Involvement in Fertilization and Expression of Gamete Ubiquitin-Activating Enzymes UBA1 and UBA6 in the Ascidian Halocynthia roretzi

Abstract

The extracellular ubiquitin-proteasome system is involved in sperm binding to and/or penetration of the vitelline coat (VC), a proteinaceous egg coat, during fertilization of the ascidian (Urochordata) Halocynthia roretzi. It is also known that the sperm receptor on the VC, HrVC70, is ubiquitinated and degraded by the sperm proteasome during the sperm penetration of the VC and that a 700-kDa ubiquitin-conjugating enzyme complex is released upon sperm activation on the VC, which is designated the "sperm reaction". However, the de novo function of ubiquitin-activating enzyme (UBA/E1) during fertilization is poorly understood. Here, we show that PYR-41, a UBA inhibitor, strongly inhibited the fertilization of H. roretzi. cDNA cloning of UBA1 and UBA6 from H. roretzi gonads was carried out, and their 3D protein structures were predicted to be very similar to those of human UBA1 and UBA6, respectively, based on AlphaFold2. These two genes were transcribed in the ovary and testis and other organs, among which the expression of both was highest in the ovary. Immunocytochemistry showed that these enzymes are localized on the sperm head around a mitochondrial region and the follicle cells surrounding the VC. These results led us to propose that HrUBA1, HrUBA6, or both in the sperm head mitochondrial region and follicle cells may be involved in the ubiquitination of HrVC70, which is responsible for the fertilization of H. roretzi.

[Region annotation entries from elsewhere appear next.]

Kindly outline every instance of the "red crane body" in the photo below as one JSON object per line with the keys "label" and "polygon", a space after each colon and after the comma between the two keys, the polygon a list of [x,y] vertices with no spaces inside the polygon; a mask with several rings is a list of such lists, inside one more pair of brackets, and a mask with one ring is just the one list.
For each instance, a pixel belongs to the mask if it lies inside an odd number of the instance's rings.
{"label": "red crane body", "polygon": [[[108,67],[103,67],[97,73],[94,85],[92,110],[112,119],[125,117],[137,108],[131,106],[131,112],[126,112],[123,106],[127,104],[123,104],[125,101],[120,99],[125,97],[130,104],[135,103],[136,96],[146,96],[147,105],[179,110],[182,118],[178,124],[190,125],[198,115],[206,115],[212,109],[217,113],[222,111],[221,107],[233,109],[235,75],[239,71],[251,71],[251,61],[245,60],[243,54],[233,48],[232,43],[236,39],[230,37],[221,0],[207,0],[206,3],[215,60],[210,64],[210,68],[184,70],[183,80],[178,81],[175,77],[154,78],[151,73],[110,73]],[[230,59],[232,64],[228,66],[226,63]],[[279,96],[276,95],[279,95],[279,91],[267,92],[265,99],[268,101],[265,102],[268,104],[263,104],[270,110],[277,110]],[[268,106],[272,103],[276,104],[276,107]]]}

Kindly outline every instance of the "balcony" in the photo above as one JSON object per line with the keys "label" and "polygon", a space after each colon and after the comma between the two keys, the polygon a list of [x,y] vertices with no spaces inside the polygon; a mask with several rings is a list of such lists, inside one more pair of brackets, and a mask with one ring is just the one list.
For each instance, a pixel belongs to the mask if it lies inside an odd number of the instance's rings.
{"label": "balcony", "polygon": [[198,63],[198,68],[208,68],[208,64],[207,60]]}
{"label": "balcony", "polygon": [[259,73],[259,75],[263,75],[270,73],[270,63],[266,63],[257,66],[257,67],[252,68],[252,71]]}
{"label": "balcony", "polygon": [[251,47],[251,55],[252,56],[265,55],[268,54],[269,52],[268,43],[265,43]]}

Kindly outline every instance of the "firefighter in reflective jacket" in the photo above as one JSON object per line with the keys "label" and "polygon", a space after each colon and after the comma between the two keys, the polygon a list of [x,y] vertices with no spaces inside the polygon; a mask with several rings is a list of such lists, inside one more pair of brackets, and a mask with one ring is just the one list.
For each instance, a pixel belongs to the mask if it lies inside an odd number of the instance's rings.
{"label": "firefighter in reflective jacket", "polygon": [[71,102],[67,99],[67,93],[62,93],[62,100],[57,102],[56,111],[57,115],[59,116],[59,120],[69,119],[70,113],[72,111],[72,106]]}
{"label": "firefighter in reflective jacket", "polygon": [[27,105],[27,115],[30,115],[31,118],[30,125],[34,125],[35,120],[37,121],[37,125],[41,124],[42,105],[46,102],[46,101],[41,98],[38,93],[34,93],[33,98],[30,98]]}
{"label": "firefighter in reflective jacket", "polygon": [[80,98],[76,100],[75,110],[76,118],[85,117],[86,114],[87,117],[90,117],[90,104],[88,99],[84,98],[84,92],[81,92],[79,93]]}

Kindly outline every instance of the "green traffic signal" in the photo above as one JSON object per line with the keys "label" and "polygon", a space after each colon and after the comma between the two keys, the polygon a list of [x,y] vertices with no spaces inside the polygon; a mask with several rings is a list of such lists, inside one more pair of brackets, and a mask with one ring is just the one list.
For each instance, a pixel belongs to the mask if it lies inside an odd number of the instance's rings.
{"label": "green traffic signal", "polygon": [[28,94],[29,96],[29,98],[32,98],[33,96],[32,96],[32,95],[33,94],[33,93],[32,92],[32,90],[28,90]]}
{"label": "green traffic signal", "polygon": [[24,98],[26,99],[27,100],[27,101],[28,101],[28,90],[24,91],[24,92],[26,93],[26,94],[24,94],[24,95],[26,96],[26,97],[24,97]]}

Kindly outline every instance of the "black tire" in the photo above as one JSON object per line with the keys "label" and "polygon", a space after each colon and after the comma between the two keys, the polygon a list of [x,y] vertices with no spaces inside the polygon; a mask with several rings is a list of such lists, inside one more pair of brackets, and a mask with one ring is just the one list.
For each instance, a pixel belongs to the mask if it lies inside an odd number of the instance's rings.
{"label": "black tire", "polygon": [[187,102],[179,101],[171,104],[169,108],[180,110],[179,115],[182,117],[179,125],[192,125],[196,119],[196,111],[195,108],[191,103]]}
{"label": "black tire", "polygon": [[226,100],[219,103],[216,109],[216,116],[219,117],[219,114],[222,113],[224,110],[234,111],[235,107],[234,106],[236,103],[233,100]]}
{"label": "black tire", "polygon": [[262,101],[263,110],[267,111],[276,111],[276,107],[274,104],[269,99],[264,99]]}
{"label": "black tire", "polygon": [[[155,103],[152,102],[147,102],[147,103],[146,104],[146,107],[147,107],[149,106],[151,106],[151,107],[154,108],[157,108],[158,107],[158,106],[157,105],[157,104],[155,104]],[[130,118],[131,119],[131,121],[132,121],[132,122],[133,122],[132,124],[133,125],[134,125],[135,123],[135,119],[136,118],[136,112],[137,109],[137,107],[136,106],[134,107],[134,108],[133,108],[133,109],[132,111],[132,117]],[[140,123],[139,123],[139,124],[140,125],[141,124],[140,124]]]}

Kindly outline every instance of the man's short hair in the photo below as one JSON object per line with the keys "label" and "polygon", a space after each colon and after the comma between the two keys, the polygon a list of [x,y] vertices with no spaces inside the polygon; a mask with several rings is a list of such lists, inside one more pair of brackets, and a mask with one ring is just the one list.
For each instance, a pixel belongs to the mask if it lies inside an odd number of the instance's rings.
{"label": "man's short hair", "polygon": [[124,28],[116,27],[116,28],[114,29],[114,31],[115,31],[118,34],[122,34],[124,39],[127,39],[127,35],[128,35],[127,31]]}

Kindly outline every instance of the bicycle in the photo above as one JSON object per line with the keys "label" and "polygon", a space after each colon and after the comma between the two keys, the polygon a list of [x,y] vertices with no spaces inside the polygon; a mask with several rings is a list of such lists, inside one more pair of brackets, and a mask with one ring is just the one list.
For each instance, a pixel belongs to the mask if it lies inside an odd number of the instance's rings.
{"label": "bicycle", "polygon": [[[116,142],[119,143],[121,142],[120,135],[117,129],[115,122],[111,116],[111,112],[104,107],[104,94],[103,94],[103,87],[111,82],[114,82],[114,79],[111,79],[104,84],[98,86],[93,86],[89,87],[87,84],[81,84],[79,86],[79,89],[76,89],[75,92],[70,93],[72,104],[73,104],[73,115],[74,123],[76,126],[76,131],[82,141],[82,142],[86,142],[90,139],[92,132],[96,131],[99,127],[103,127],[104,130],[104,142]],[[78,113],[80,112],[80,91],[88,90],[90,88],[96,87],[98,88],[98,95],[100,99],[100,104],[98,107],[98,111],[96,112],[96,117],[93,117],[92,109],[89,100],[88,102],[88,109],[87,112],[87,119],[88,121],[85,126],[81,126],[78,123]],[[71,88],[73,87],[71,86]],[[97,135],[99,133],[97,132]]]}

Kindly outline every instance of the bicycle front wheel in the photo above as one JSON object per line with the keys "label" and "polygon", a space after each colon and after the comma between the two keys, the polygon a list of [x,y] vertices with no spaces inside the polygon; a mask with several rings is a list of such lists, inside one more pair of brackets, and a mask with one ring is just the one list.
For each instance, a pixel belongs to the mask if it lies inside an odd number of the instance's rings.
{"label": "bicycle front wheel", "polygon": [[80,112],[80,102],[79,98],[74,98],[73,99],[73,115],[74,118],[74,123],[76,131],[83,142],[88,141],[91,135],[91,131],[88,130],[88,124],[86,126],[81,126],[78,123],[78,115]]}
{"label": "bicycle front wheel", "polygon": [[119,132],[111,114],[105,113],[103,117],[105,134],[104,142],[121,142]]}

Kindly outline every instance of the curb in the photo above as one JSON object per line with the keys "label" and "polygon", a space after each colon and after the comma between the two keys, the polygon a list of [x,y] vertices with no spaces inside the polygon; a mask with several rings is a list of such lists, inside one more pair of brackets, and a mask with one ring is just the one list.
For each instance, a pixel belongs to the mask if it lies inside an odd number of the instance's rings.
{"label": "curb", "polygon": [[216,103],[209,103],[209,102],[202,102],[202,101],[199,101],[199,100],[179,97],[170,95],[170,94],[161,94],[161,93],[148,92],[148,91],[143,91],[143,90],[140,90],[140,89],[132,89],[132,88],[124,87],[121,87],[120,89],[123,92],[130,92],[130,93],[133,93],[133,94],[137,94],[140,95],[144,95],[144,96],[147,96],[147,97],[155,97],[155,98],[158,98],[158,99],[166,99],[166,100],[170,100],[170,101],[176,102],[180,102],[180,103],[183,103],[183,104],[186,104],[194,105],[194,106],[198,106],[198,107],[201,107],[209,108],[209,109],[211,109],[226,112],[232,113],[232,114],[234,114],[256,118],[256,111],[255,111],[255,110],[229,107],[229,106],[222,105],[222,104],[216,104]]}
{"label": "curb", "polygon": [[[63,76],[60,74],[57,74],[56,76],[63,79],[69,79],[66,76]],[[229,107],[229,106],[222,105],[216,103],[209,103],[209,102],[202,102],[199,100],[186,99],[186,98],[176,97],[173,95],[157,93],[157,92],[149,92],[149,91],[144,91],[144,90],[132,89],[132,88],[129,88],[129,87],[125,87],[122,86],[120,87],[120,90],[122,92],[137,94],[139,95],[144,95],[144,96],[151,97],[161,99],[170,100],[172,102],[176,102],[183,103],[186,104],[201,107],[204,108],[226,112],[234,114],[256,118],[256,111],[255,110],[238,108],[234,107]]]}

Keywords: E1; FAT10; UBA; ascidian; fertilization; ubiquitin; ubiquitin-activating enzyme.

Figure 1

Effect of the Ub-activating enzyme inhibitor PYR-41 on fertilization of H. roretzi. Orange line, the effect of PYR-41; blue line, the effect of DMSO as a vehicle (Control). The 10 µM inhibitor contained 0.03% DMSO, while the 20 µM inhibitor contained 0.06% DMSO. Error bar, SD (n = 3). The fertilization rate was determined based on the expansion of the perivitelline space as described previously [16].

Figure 2

Phylogenetic tree of amino acid sequences of UBA1, UBA2, UBA3, UBA4, UBA5, UBA6, and UBA 7 from humans and mice in addition to HrUBA1 (red box) and HrUBA6 (blue box). Amino acid sequences of UBA1 (E1) and UBA6 (E1L2) from humans, mice, and the ascidian H. roretzi were aligned by Clustal Omega, and the phylogenetic tree was illustrated as described in the Section 4.

Figure 3

Structural visualization of HrUBA1 and HrUBA6. (A) AlphaFold2 structure prediction of HrUBA1 (left) and HrUBA6 (right). Models of HrUBA1 and HrUBA6 were generated from the local copy of Alphafold2 [30] and visualized using PyMOL by Schrödinger (https://pymol.org/2/ (accessed on 15 May 2023)) (B) HrUBA1 and HrUBA6 comprise the inactive and active adenylation domain (IAD and AAD), the first and second catalytic cysteine half domain (FCCH and SCCH), the 3-helix-bundle (3HB) and the ubiquitin fold domain (UFD) [28,29].

Figure 4

Expression of HrUBA1 and HrUBA6 mRNAs in respective organs by real-time PCR. cDNAs were prepared from the testis, ovary, gill, intestine, and muscles, and real-time PCR was carried out using respective cDNA preparation as a template and specific primers to HrUBA1 (A) and HrUBA6 (B). Transcription levels of HrUBA1 and HrUBA6 were normalized to the expression level of HrEF-1α. Respective columns indicate the relative expression, assuming the value in the testis as 1.0. Error bar, SD.

Figure 5

Localization of ascidian unfertilized eggs HrUBA1 and HrUBA6. Immunocytochemistry by using anti-HrUBA1 (A) or anti-HrUBA6 (B) antibody (upper panels) and control rabbit IgG (lower panels). Bars indicate 50 µm. PS, perivitelline space; F, follicle cells. Actin was stained with phalloidin. Follicle cells (and VC) of unfertilized eggs were stained (arrow).

Figure 6

Localization of HrUBA1 and HrUBA6 in sperm. Immunocytochemistry of ascidian sperm with anti-HrUBA1 (A) or anti-HrUBA6 (B) antibody (upper panels) and rabbit IgG (lower panels). Inset is an enlarged view of the area indicated by the broken line box. Bars indicate 10 µm. DNA was stained with DAPI, and mitochondria were stained with MitoTracker. The sperm mitochondrial region was stained.

Figure 7

Working hypothesis for localization and role in fertilization of ubiquitin-activating enzyme E1 (UBA1/6) in the ascidian Halocynthia roretzi.